In this homework you will use the Bank Default dataset for running your experiments in problem 1 and 4. You can find the dataset in XLS format here.. Also exported in CSV format here. (training, testing). Also the dataset explanation is available at UCI Machine Learning Repository.

The dataset was split from originally 30000 entries to 25500 (85%) training and 4500 (15%) testing data.

Problem 1: Bias and Variance

We will be using your ID3 learner (normal and bagged) on the bank defaulting dataset (training, testing). If you suspect your implementation was faulty, you are free to use an existing implementation of these algorithms (e.g. the J48 learner in the Weka Java libraries). Do not use pruning with this problem.

1.1 Modify your ID3 to accept a parameter of maximum depth, beyond which no further splitting is allowed. Consider the ID3 learner alone, speculate whether its bias increase or decrease with this parameter? What about its variance? Why? Verify your conclusion by actually measuring bias and variance for different numbers of maximum depth. At the minimum, try maximum depths of 1, 2, and 3.

1.2 How does the accuracy obtained by ID3 with bagging change as the maximum depth varies? Why? Measure bias and variance in each case. What does this say about your hypothesis? In the previous question you measure the Bias and variance of the bare ID3 Learner. In this case you are measuring the BV of the bagged learner. So you have to do two layered sampling from the datasets, because as you know estimating the BV requires you to do sampling in a manner similar to bagging.
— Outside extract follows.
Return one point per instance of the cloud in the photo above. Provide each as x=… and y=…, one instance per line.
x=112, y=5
To learn more about bias-variance decomposition, see Pedro's ICML paper. Pedro also has a reference implementation. In this homework, generate at least 10 bootstrap samples (30 is recommended if you could afford it) from the original training set and use them when you compute the bias and variance.

Problem 2: PAC Learning

2.0 Mitchell: 7.2.

Problem 3: VC Dimension

3.0 Mitchell: 7.5.

Problem 4: SVMs

4.0 Download LIBSVM, currently the most widely used SVM implementation. Peruse the documentations to understand how to use it.

4.1 Download the bank defaulting dataset (training, testing).

4.2 Run LIBSVM to detect credit defaults. Try different kernels (0-3) and use default parameters for everything else. How does it vary with different choice of kernel?

4.3 Modify your naive bayes classifier from homework 3 to apply to this dataset. How does the accuracy compare to what can be obtained using LIBSVM? Why?

4.4 How do your accuracies compare with that of the bagged decision tree from Problem 1? Also, measure the bias and variance of SVMs on the Bank default dataset and compare with bagging's. Explain the difference (or lack of difference).